I made this website the other day. searchbrew.com This article about how I made it.



Its a search for hombrew packages. Brew by itself doesnt have a very good search, because they dont want to collect description metadata about packages. Brew does have a link to the homepage of each package. I tried getting descriptions and indexing the homepage for search, but it didnt work very well. Then I came across this project telemachus/homebrew-desc which includes project descriptions. Homebrew-desc isnt always up to date, but its pretty good.

The "all" link lists all packages and their descriptions which is good for spotting errors.

Searchbrew.com gets its list of homebrew packages from the homebrew git repo, and the descriptions from homebrew-desc and puts it in elasticsearch. This updates periodically. When a user searches it just goes to elasticsearch.

The elasticsearch query does a fuzzy search on all fields. Results from that were poor, where the exact match results wouldn't be first.
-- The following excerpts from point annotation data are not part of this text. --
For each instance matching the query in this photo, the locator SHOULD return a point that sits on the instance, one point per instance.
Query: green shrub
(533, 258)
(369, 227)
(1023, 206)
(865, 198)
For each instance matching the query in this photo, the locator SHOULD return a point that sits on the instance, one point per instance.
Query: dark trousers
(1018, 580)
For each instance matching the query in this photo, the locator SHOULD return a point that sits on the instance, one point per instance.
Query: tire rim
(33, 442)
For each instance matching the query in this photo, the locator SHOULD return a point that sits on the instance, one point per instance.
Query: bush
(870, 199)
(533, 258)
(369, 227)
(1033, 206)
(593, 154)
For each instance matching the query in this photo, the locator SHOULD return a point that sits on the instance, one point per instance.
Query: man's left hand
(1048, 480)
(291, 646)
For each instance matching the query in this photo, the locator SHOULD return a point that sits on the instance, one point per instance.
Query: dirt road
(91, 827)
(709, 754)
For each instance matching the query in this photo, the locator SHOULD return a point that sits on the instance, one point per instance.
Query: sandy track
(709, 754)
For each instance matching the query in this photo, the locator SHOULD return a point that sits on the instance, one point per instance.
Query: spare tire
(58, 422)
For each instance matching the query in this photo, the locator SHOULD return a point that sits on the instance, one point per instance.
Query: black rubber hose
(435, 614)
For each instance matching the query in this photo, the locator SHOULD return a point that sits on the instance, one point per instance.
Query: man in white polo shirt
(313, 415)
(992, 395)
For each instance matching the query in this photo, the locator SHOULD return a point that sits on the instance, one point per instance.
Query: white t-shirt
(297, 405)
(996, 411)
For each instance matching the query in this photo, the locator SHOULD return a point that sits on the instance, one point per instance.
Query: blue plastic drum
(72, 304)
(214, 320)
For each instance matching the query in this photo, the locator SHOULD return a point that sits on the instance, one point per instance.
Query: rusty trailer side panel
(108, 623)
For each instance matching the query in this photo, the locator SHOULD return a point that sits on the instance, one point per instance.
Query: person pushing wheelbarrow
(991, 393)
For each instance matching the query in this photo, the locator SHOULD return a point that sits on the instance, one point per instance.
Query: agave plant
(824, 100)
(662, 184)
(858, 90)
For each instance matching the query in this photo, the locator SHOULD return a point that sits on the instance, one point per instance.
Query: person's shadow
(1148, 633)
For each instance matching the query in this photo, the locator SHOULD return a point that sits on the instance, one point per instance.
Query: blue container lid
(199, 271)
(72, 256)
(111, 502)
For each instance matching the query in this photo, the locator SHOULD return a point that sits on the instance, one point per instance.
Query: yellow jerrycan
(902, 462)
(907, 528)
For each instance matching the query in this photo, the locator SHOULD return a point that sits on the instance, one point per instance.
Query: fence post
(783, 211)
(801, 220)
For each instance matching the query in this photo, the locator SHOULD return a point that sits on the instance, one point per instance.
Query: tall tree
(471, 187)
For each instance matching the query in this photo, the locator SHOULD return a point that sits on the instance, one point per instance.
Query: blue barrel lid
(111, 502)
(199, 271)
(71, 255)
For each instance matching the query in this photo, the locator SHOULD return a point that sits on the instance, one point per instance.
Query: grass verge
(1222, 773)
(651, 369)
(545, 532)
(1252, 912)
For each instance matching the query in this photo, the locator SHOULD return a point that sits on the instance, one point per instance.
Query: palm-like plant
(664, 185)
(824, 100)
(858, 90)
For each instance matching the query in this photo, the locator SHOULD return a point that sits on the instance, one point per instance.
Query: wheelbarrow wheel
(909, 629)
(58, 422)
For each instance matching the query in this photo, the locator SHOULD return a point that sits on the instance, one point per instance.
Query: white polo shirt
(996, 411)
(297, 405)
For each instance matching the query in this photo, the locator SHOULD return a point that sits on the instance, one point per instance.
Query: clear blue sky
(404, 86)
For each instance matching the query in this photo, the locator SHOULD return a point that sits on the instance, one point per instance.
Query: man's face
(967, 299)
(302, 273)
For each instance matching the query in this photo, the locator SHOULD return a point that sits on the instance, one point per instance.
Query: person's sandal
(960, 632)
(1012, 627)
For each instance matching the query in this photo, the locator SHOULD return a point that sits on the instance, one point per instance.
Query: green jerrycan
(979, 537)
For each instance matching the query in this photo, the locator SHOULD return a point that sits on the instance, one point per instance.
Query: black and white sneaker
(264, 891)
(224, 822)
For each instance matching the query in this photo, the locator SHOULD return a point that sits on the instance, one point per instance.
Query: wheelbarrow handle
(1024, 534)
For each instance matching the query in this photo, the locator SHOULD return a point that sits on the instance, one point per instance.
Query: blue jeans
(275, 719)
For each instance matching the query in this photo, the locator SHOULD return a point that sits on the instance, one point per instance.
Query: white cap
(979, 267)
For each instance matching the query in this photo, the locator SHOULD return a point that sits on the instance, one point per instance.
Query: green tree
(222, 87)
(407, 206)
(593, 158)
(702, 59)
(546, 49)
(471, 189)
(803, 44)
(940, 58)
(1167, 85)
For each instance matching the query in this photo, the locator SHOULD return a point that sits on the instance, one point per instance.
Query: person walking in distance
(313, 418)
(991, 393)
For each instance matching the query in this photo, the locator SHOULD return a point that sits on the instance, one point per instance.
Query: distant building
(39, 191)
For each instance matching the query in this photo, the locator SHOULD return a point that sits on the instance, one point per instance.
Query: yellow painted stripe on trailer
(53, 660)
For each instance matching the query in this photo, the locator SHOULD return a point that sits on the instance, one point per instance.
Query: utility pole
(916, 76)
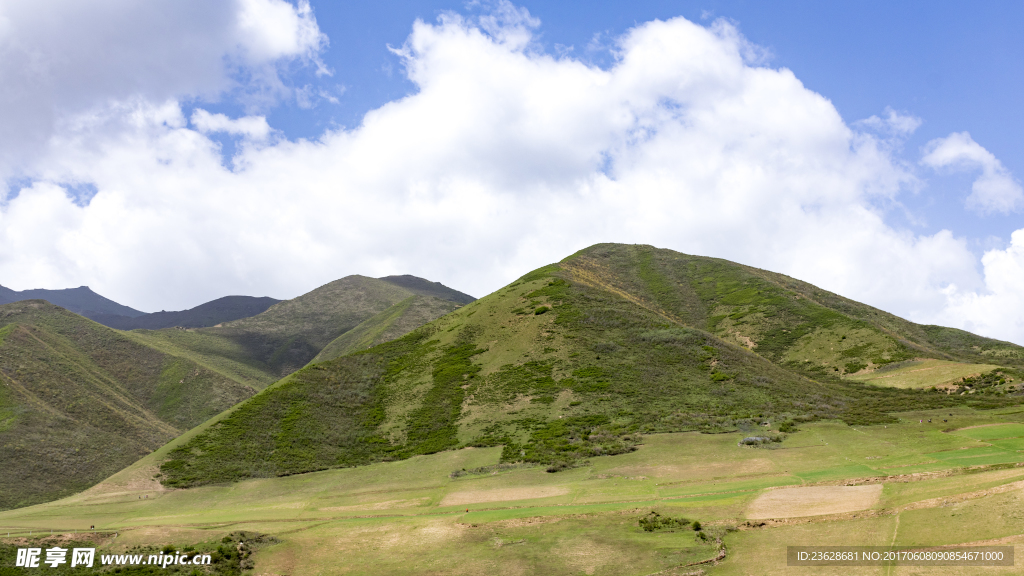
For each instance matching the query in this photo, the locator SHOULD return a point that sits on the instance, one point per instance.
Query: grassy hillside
(80, 401)
(576, 359)
(388, 325)
(80, 300)
(462, 512)
(427, 288)
(291, 333)
(209, 314)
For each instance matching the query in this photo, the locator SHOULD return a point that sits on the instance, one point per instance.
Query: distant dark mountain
(427, 288)
(573, 358)
(291, 333)
(203, 316)
(80, 300)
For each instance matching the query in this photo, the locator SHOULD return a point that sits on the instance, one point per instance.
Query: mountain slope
(572, 360)
(209, 314)
(80, 300)
(388, 325)
(80, 401)
(427, 288)
(291, 333)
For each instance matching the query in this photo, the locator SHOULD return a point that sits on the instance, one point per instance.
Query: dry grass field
(922, 373)
(827, 484)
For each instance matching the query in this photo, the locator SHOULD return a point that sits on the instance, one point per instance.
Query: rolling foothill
(627, 410)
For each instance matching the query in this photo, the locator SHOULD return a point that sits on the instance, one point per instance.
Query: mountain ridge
(573, 359)
(81, 300)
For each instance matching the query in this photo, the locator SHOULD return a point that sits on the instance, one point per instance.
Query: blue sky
(948, 66)
(169, 153)
(955, 68)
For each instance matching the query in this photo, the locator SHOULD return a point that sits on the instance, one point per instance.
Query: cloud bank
(506, 158)
(994, 191)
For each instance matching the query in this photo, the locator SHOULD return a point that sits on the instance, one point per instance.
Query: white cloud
(250, 126)
(68, 57)
(894, 124)
(994, 191)
(505, 159)
(997, 311)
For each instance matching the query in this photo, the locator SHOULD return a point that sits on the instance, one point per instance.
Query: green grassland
(290, 334)
(461, 512)
(395, 321)
(573, 361)
(80, 401)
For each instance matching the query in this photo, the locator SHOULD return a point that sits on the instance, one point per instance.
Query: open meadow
(956, 479)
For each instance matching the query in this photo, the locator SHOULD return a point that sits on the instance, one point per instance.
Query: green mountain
(80, 401)
(427, 288)
(291, 333)
(80, 300)
(393, 322)
(577, 359)
(209, 314)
I thought ES would favour that. I added a exact match query, results were better but often results where the term was in the description was ranked higher than where the term was in the title. I thought ES was supposed to favour shorter fields. So I added a match query on the title. Results were good. The ES query is bellow.

query: {
  bool: {
    should: 
      {query_string: {query: q~}},
      {query_string: {query: q}},
      {match: {title: q}}
    ]
  }
}

At the moment Im happy with searchbrew, even though it data isn't perfect. There is some time between a new package getting added to homebrew and a description getting added to homebrew-desc. I could add some stuff to make it easier to add descriptions, maybe add some alerting. But for now its fine.